News
A click away from Nottinghamshire treasure

The Executive Committee of the Nottinghamshire Local History Association, and Derek Walker in particular, have invested their time and the Association’s money in new technology to compile a searchable CD of all the back issues of The Nottinghamshire Historian and its predecessor, the Nottinghamshire Local History Council Newsletter, which was first published in February 1968. What you see on your screen are facsimile pages which have been copied and digitised so that you can search them using Adobe Acrobat Reader (downloaded free from www.adobe.com if it is not already installed on your computer).
It has been an imaginative and bold venture which makes seventy-eight back issues available for only £10.00 and is worth every penny. It will make life a lot easier for local (and family) historians in so many ways, from simply entering the name of a place or a person and seeing what the CD finds or undertaking a search on a specific topic so that you can find what has already been published or mentioned at some point during the thirty-nine year period 1968–2007. After that you simply work your way through all the entries found a click at a time.

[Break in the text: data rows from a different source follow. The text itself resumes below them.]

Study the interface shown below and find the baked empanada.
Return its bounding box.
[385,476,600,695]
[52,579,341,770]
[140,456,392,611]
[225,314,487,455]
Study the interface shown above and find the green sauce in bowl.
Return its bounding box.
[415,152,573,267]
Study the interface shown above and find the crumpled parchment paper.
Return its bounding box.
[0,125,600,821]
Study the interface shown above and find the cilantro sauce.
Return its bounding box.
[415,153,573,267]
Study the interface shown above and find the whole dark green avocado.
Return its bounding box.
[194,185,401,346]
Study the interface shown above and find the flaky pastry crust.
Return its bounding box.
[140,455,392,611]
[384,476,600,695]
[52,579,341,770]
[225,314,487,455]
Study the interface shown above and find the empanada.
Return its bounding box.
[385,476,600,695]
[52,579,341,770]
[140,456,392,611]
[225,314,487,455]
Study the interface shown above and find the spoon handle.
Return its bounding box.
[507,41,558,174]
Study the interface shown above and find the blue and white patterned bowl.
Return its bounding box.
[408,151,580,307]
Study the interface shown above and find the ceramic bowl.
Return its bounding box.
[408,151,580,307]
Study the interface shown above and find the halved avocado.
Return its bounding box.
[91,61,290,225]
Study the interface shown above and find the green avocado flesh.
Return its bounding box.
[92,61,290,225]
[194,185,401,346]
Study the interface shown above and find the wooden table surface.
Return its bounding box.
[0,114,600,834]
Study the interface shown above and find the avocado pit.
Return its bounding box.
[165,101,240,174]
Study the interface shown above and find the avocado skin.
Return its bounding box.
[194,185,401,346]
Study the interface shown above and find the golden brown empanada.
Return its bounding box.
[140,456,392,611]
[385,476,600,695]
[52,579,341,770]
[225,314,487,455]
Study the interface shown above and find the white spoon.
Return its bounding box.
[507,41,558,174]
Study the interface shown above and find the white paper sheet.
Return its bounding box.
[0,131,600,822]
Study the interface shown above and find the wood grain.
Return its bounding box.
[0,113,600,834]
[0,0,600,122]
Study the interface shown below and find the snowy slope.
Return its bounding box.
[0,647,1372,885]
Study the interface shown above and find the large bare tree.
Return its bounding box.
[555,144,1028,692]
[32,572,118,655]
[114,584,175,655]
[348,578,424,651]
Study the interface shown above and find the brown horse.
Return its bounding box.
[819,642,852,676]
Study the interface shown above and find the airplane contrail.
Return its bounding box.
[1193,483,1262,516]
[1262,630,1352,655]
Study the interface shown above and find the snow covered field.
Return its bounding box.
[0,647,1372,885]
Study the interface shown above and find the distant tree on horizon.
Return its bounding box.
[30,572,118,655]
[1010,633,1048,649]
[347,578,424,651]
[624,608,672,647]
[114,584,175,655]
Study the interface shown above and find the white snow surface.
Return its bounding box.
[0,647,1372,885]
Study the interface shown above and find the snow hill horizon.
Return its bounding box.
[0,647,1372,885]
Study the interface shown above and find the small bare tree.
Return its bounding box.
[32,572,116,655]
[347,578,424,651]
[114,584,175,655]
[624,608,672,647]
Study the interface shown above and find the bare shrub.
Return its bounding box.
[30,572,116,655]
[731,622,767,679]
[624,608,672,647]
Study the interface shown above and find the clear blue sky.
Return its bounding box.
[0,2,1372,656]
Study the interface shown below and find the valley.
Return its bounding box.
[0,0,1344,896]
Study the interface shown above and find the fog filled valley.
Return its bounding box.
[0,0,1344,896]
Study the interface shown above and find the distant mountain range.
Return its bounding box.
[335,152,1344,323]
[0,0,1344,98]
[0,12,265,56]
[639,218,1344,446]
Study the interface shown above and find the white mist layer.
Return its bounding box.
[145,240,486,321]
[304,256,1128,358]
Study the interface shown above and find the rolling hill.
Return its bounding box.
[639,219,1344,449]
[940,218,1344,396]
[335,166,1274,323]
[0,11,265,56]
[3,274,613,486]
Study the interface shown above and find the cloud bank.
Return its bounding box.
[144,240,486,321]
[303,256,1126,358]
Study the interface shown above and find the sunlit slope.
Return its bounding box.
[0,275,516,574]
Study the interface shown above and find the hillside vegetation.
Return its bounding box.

Typing in ‘East Drayton’ and doing a random search brought up ‘Rural Observations: Extracts from the Diaries of an East Drayton Farmworker’ in Issue 27 (Summer 1981). The article is based on The Norfolks of East Drayton and includes extracts from diaries written by William Norfolk (1824–1899) between 1843 and 1851. There is an evocative account of a day-trip to Goose Fair on 4 October 1847. William and an unnamed friend walked to the nearby village of Darlton to catch a cart at 4.30am, which arrived in Newark at 7am. They then took a train to Nottingham, where they spent the day. He describes the day in some detail. Perhaps it was his first visit to Nottingham as the line had only opened the year before. Elsewhere he talks about how the coming of the railway reduced the price of coal from 12/- a ton to 9/- a ton, with some coal as cheap as 6/- a ton. There is a lovely picture of William with his wife Mary, standing rigid for the camera.
I suspect that buried within every article and page on this CD there is potential Nottinghamshire treasure for someone, whether they are conducting a systematic search or, like me, intending to spend a a few minutes exploring only to find they have spent half the day lost in the pages of the Newsletter and the Historian. Thank you Derek for having the vision and determination to create this resource and thank you to the Executive Committee for supporting you.
However, I can’t end without mentioning the names of the editors without whom there would be no CD for us to explore and enjoy: L Geary and W R Serjeant; Adrian Henstock; Barry Briggs; Chris Weir; Steph Mastoris; Malcolm Fox; Sheila Cooke; Susan Griffiths (Howard) and Grace Fyles. If I have missed anyone, then please accept my apologies now!
The Nottingham Local History Council Newsletters from 1968 to 1973 and The Nottinghamshire Historian from 1973 to 2007 CD, £9 from Autumn and Spring Meetings, £10 post paid from Derek Walker, Cratley, Back Lane, Eakring, Newark, Notts NG22 0DJ.